A more efficient system can however be created; one in which the run-off scenario rather than actual is merely simulated. This can happen if Kenya adopts an alternative vote system which gives a voter the opportunity to rank, not only their number one candidate, but also their number two, three and so fourth candidates. In a context in which the votes are too close to call or where none of the candidates receives a supermajority,  the electoral body would simply simulate a run off by carrying out an analysis of not just the number of votes received but also their intensity. In the 2007 elections for instance, the electoral body will have considered how many of Kibaki’s voters had Raila as their number two preferred candidate; how many Raila candidates had Kibaki as their number two preference and how Kalonzo’s voters viewed the two. Indeed, the current coalition arrangement is intuitively a fair representation of such an analysis, albeit outside a coherent constitutional framework. By choosing to support Kibaki over Raila in the tussle for the presidency, Kalonzo’s posture suggested that his supporters ranked Kibaki higher than Raila, and would have voted for him in the event of a run off. Hence one way of rationalizing Balala’s assertion is to argue that even though Muslims largely voted for Raila in 2007, Kibaki was their second close preference, and could have received their backing in the event of a run-off. Admittedly, the alternative vote electoral system is also not fool proof, but at least it does capture the question of intensity of voter preferences, which bears on the quality of the democratic choice. Unfortunately the new constitution adopted in August 2010, adopted the 50% plus 1 rule which although better than what pre-existed it, is costly in monetary terms as well as in relation to instability during the period between the first and runoff elections.

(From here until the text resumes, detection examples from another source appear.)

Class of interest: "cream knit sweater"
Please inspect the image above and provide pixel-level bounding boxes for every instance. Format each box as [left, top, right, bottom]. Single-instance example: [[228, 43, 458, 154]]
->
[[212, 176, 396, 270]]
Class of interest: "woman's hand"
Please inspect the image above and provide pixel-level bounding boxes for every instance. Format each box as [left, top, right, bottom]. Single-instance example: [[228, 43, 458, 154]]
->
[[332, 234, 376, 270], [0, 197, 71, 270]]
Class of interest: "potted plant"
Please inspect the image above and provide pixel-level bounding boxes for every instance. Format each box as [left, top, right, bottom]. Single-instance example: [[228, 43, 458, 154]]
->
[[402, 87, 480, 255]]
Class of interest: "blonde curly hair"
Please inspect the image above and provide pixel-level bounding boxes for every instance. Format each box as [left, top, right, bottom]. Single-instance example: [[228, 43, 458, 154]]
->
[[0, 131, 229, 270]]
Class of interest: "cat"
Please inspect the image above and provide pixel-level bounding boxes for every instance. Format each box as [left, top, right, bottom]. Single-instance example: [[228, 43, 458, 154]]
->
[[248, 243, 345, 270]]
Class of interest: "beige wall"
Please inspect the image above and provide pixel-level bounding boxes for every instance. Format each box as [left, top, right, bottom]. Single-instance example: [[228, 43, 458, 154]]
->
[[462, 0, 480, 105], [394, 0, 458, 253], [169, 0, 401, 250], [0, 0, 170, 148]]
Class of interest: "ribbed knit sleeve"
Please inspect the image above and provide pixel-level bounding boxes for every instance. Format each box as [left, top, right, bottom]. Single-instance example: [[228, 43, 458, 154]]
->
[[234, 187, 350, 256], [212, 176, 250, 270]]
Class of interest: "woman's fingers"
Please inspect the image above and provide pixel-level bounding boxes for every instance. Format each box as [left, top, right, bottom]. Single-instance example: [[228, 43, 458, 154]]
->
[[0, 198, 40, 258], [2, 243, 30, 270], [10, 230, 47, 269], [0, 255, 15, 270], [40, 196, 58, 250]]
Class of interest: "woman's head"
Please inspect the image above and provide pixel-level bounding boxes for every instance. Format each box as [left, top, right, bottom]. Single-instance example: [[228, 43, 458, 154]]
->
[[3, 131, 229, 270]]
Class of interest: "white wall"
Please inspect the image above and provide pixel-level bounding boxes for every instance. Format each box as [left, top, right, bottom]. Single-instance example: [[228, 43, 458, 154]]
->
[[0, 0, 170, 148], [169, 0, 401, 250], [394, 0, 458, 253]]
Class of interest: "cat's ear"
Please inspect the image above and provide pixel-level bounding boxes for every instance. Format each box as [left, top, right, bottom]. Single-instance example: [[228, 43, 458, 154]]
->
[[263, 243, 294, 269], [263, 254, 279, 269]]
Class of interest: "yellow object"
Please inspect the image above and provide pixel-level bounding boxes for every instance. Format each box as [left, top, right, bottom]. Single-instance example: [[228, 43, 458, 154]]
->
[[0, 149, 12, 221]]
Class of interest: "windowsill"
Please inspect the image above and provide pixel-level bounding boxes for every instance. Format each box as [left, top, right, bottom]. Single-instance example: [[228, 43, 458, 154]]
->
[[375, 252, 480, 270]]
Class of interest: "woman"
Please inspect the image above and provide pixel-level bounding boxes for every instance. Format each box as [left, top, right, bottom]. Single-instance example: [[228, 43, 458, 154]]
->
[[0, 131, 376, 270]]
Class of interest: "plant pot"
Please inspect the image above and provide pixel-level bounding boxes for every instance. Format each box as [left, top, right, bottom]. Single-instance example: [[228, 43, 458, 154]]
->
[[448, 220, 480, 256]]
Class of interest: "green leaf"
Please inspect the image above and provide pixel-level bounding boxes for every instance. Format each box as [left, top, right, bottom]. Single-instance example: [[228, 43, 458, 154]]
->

Balala may be a political turncoat or a politician with an axe to grind, but his recent apology to the president on behalf of Moslems suggests that Kenya should think seriously about its electoral system. Unfortunately, the new constitution did not go beyond the obvious dichotomies of choices between a presidential and parliamentary system. Instead, one would have hoped that the search for options for deepening democracy should additionally focus on electoral arrangements that will most answer to a country that is so diverse and politically polarised. It is now for the judiciary to interpret the new constitutional provisions using a more rational lense.

In the end, the pure majority rule that now obtains cannot be reconciled with the idea of maximizing social welfare because it ignores the preferences of minorities. It is no accident that long lived democratic systems deviate from this unalloyed version of majority rule by having several layers of representation and by requiring, in numerous settings, supermajority or near consensus.